Journal of Agricultural, Biological and Environmental Statistics, 2022, vol. 27, issue 1, No 5, 63-87

Abstract: Abstract Plant growth modeling has attracted a lot of attention due to its potential applications. Many scientific disciplines are involved, and a lot of research effort and intensive computer methods were needed to understand better the complex mechanisms underlying plant evolution. Among the numerous challenges, one can cite mathematical modeling, parameterization, estimation and prediction. One of the most promising models that have been proposed in the literature is the GreenLab functional–structural plant growth model. In this study, we focus only on one of its versions, named GreenLab-1, particularly adapted to a certain class of plants with known organogenesis, such as sugar beet, maize, rapeseed and other crop plants. The parameters of the model are related to plant functioning, and the vector of observations consists of organ masses measured only once at a given observation time.

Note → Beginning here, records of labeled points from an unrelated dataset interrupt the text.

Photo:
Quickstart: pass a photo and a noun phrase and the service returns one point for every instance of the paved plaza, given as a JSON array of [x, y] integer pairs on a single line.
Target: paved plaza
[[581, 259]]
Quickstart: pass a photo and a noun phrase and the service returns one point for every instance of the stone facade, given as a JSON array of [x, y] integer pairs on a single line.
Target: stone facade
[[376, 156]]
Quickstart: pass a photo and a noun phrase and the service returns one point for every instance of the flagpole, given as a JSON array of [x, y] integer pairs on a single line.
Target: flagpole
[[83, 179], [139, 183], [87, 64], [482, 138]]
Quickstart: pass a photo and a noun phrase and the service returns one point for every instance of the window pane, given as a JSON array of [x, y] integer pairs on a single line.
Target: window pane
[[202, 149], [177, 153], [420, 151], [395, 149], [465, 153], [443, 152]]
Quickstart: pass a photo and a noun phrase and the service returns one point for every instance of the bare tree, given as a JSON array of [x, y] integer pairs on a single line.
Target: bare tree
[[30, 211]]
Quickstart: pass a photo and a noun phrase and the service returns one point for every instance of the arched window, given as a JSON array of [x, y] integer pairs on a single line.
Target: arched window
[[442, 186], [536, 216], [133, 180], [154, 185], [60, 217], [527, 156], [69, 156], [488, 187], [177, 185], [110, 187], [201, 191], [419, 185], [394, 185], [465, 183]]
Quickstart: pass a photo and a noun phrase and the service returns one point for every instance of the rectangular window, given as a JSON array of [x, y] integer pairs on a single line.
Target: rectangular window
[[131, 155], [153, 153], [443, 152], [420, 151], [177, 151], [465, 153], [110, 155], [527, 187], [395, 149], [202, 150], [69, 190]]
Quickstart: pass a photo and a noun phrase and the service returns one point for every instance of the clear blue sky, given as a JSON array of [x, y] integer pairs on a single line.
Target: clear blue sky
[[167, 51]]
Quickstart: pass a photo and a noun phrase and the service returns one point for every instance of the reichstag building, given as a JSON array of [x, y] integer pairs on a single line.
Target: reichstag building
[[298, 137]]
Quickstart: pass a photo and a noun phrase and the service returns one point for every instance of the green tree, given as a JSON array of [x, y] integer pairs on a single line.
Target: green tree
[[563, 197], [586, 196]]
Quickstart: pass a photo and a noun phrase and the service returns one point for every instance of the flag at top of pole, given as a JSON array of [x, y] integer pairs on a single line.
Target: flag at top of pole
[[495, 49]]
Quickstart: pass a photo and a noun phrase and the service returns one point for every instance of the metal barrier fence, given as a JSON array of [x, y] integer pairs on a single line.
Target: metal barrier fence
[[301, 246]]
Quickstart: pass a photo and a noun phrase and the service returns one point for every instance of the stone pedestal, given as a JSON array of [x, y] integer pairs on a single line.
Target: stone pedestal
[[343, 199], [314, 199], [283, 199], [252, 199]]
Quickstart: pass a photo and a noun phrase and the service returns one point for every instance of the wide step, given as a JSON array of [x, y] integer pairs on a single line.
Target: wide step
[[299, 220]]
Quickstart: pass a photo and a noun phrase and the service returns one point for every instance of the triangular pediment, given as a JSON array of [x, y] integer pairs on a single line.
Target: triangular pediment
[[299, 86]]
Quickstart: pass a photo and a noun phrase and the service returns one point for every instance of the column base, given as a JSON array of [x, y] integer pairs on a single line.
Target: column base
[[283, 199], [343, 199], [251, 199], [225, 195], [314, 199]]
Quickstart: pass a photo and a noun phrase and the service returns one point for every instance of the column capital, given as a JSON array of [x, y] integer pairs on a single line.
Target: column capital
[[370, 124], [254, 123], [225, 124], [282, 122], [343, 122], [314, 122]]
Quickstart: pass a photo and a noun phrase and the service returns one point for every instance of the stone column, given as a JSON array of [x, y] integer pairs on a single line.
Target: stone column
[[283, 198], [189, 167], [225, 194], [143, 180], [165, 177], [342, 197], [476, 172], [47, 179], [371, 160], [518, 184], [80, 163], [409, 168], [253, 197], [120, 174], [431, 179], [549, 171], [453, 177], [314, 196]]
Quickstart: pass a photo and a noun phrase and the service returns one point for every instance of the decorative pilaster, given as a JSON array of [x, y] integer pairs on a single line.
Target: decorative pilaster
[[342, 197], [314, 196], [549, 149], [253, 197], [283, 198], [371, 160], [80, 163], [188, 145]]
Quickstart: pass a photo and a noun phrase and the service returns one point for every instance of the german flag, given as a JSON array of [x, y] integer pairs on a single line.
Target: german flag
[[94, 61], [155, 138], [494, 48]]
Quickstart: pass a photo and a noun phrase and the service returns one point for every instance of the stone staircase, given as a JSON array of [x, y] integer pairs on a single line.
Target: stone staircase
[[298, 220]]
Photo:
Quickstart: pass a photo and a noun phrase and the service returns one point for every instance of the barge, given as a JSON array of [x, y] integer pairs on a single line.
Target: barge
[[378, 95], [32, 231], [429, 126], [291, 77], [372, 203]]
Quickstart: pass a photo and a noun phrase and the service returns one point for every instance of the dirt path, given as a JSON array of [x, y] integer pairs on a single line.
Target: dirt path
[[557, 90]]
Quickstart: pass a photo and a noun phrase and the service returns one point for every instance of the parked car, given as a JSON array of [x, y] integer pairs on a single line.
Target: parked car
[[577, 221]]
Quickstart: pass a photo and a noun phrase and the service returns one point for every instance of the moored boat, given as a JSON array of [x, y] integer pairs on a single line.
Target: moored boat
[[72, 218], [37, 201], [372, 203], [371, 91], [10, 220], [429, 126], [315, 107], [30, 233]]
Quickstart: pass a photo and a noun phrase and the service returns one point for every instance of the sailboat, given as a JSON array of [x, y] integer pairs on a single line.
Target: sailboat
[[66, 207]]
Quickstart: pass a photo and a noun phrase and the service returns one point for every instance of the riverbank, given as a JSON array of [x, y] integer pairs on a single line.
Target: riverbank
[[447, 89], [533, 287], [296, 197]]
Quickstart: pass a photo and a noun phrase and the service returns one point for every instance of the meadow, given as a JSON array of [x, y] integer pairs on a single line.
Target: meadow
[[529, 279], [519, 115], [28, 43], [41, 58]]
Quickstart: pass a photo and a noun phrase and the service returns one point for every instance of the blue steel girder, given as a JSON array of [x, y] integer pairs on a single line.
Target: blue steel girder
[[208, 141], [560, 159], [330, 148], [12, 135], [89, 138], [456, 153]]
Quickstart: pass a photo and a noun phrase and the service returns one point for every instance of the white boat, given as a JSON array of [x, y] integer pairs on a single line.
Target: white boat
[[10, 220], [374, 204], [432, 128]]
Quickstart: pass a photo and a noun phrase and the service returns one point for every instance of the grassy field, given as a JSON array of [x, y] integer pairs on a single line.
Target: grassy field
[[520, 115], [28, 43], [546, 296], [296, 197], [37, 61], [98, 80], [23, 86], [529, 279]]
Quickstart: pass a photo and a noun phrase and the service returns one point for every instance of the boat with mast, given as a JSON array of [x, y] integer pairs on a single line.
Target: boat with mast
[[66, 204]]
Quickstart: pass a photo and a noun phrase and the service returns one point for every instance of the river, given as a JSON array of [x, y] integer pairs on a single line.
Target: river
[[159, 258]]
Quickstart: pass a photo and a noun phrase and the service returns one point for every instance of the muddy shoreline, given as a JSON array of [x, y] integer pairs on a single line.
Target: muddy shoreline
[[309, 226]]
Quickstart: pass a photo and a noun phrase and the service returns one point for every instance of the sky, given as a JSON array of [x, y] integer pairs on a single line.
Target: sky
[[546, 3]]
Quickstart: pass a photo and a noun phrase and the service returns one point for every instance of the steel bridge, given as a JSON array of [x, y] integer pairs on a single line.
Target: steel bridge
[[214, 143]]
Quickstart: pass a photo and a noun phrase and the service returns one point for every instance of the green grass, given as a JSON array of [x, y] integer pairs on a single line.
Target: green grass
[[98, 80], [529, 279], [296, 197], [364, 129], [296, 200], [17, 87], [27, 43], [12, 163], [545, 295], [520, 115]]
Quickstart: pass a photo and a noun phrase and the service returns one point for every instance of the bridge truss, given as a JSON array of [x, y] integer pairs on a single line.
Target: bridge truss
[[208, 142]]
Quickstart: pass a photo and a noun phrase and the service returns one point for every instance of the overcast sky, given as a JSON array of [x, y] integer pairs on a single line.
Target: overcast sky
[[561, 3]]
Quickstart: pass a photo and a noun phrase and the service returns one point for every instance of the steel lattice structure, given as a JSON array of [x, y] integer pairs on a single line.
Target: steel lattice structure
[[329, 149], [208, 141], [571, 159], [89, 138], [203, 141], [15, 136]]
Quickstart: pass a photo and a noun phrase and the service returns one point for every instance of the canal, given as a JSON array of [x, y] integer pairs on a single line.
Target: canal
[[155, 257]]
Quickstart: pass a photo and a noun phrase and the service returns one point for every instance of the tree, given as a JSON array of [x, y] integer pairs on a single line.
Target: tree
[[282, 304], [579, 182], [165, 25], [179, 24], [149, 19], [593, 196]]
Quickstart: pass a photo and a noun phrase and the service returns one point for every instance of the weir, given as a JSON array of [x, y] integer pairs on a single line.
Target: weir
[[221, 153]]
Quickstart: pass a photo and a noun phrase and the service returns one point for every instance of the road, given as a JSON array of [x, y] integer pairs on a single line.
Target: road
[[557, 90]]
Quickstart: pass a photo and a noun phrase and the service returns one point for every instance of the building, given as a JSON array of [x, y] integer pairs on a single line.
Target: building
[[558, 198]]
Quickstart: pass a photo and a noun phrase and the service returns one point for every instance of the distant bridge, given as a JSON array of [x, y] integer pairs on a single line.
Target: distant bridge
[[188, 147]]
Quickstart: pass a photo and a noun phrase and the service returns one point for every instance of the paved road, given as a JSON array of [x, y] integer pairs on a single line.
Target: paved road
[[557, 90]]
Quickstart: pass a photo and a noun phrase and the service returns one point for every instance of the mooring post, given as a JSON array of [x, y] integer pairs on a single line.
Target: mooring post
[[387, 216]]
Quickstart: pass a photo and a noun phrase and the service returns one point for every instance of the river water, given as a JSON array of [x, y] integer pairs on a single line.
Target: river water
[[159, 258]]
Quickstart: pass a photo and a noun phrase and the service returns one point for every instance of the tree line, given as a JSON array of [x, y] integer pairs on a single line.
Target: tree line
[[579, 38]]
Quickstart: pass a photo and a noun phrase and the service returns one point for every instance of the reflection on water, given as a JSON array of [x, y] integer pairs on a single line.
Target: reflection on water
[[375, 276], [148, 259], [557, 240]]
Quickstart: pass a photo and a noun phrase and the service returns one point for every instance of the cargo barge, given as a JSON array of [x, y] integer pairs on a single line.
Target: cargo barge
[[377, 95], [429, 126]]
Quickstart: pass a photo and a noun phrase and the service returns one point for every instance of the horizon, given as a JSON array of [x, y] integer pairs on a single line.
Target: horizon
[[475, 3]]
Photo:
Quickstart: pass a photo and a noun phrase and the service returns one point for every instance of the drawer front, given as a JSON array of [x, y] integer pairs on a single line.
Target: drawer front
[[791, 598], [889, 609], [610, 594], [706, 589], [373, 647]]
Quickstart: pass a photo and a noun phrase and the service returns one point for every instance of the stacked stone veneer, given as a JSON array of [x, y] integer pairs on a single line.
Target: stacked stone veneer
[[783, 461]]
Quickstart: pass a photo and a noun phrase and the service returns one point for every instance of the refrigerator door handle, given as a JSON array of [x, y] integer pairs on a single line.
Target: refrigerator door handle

Previous efforts for parameter estimation in GreenLab-1 include Kalman-type filters, stochastic variants of EM and/or ECM algorithms, and hybrid sequential importance sampling algorithms with Bayesian estimation only for the functional parameters of the model. In this paper, the first purely Bayesian approach for parameter estimation of the GreenLab-1 model is proposed. This approach has much more flexibility in handling complex structures, thus providing a useful tool for analyzing such types of models. In order to sample from the posterior distribution an MCMC algorithm is used and its implementation issues are also discussed. The performance of this method is illustrated on a simulated and a real dataset from the sugar beet plant, and a comparison is made with the MLE approach.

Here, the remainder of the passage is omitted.